F1 2022 ushers in a new era, for the game and the sport
It is the 13th successive official F1 game created by game studio Codemasters, but technically is a first full development since the $1.2 billion buyout by EA Sports
To be good at FIFA 2022, you don’t need to be good at football. To enjoy F1 2022, you really don’t need to worry whether you can be good behind the wheel of an actual Formula 1 race car. F1 games over the last couple of iterations lost that approachability for casual gaming sessions. There was a definite edge, a slight shift towards unbridled realism, which may have alienated those who didn’t want the baggage of understanding wing adjustments, setups, and camber. The F1 2022 game is course correcting.
There is a historical tinge as well to this game. It is the 13th successive official F1 game created by game studio Codemasters, but technically is a first full development since the $1.2 billion buyout by EA Sports (F1 2021 was well and truly in the works when the announcement was made early last year). Incidentally, F1 games from the year 2000 till 2003 were made by EA (then known as EA Sports), after which fans were left staring at a mind-numbing gap of more than five years before Codemasters swooped in and saved the day, with annual F1 games 2009 onwards delivered on schedule.
F1 2022 has the pressure of reproducing the rule changes from the real world into the virtual, these being the most diverse that Formula 1 has implemented in one go in a long time. The racing cars are completely new (even to look at), with very different drivability and characteristics. But the basics cannot change. Realism (tyre degradation and damage, for instance), driver aids (braking assist being one) and replicating a racing weekend (practice, qualifying and sprint races) have remained the building blocks, as they should.
And there’s the supercar element too. You get to drive a few of them, on some tracks, from time to time.
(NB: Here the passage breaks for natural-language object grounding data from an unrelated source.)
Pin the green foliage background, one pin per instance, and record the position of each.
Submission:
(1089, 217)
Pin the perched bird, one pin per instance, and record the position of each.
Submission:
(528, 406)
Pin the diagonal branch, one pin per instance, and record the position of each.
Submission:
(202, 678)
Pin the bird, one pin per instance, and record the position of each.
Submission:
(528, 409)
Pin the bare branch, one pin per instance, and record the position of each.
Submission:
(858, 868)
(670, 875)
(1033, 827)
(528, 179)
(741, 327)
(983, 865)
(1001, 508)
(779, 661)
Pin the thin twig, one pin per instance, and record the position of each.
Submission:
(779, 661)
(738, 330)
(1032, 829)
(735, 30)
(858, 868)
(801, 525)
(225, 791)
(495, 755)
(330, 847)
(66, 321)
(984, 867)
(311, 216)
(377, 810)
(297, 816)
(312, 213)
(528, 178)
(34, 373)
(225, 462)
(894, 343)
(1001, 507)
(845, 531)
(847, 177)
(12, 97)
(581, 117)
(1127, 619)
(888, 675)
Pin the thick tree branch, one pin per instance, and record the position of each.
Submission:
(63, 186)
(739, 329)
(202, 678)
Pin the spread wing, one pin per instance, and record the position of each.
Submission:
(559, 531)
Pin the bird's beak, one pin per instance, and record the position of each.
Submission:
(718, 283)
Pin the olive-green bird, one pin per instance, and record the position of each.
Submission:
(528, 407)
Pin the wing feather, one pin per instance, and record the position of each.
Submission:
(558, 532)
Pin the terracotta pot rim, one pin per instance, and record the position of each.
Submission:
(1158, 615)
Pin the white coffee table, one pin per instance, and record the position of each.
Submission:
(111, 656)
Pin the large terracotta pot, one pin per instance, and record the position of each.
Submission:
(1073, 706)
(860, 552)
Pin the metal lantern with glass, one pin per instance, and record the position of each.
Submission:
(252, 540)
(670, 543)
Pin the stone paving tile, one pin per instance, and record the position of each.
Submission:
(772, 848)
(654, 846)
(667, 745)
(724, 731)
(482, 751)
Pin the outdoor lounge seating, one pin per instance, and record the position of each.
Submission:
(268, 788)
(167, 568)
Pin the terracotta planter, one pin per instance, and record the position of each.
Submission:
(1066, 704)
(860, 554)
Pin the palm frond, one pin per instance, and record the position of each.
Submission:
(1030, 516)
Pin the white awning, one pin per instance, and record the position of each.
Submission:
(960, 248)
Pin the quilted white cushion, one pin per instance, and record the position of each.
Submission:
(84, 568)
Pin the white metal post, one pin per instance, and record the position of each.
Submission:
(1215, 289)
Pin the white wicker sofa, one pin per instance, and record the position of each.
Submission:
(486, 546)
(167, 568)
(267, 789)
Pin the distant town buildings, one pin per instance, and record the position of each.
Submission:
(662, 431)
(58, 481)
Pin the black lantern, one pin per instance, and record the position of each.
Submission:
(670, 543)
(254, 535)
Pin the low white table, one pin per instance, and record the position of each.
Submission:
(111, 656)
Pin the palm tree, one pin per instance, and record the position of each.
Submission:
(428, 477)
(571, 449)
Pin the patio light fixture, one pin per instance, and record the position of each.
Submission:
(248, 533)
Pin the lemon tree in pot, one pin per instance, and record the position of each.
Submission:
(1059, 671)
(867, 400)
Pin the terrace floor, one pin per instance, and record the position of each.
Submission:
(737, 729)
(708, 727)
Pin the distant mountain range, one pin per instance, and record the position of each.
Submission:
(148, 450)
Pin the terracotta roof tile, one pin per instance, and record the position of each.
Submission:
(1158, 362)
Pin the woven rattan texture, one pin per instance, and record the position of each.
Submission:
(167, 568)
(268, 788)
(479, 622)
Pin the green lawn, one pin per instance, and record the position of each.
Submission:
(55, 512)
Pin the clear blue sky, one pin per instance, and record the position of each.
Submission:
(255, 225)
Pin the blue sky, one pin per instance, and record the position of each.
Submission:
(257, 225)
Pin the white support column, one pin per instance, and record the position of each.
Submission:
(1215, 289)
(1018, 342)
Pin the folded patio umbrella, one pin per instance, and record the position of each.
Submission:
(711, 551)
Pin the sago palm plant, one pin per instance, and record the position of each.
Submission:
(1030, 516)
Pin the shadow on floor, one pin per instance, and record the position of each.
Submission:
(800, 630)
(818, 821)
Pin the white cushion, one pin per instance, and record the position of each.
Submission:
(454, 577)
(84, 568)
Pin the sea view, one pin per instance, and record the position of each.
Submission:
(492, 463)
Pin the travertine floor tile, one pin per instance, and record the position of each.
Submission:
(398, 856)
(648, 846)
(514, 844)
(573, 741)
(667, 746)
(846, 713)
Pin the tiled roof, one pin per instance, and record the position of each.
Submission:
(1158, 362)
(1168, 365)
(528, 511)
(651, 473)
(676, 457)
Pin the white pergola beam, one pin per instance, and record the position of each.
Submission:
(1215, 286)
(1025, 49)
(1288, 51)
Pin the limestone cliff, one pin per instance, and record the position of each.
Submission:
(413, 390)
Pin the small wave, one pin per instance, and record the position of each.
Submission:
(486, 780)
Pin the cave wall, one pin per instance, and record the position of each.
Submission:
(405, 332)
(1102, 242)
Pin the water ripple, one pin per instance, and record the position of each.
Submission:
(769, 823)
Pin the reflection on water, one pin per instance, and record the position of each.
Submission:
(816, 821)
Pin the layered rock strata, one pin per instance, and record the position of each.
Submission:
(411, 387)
Consider these as special events, with a light twist of challenge – time attacks can be fun, but you may get bored of this soon enough. Gone is the Braking Point story mode; perhaps, EA and Codemasters missed a trick here because there was scope for a new storyline, or building up the existing rivalry. Classic cars don’t figure in F1 2022, which is a miss too.
If you’re making the upgrade from F1 2021 (or the F1 2020 edition), it doesn’t take long to notice how the physics of cars feels completely different from before. It’s not just the visual change (complete with the larger 18-inch wheels), but following behind another car is possible now without completely losing downforce at the next corner, and also eventually wearing out the rubber rapidly. AI racing has improved too, which means you won’t necessarily have that advantage while braking into the corners.
Closer racing and less aerodynamic instability are the good bit, but you’ll have to be careful around the slow speed corners – these new cars have a habit of spinning quite easily, if you aren’t feather-tapping the throttle. Yet, unlike F1 2021 cars, you can attack the kerbs a bit harder and not end up pointing in the wrong direction – use this wisely and there’s the chance to make up some time in the corners.
This has to be, by far and away, the most involving F1 game in terms of race craft realism, in a long time.
You may be wondering when the expected EA touch shows up in F1 2022. It does soon enough, with in-game transactions making their presence known. In this case, you’ll have the option of buying PitCoin (this is the in-game currency you buy with real money; prices may vary depending on the console or PC platforms) to unlock in-game gear. You can do without this for the time being, but EA is stamping its mark on the game, and we can expect this to be amped up in the next iteration.
Formula 1 has changed tremendously this year, the first steps in what’s being thought of as a new era. The good thing is the game has changed along with it. There are still pieces of this puzzle that you’ll not really keep coming back to with regularity, such as the F1 Life (unlock sports cars, dress up like F1 stars, and more). Bordering on the unnecessary, perhaps.
Yet, the refreshing racing experience certainly will get you back. New circuits, a re-done racing experience, career mode (this hasn’t changed), and the journey from the F2 series figure prominently.
What’s surprisingly missing is the porpoising effect (the vertical movement, often betraying instability) at speeds down the straights. But did you really expect that unpleasantness to be in the game?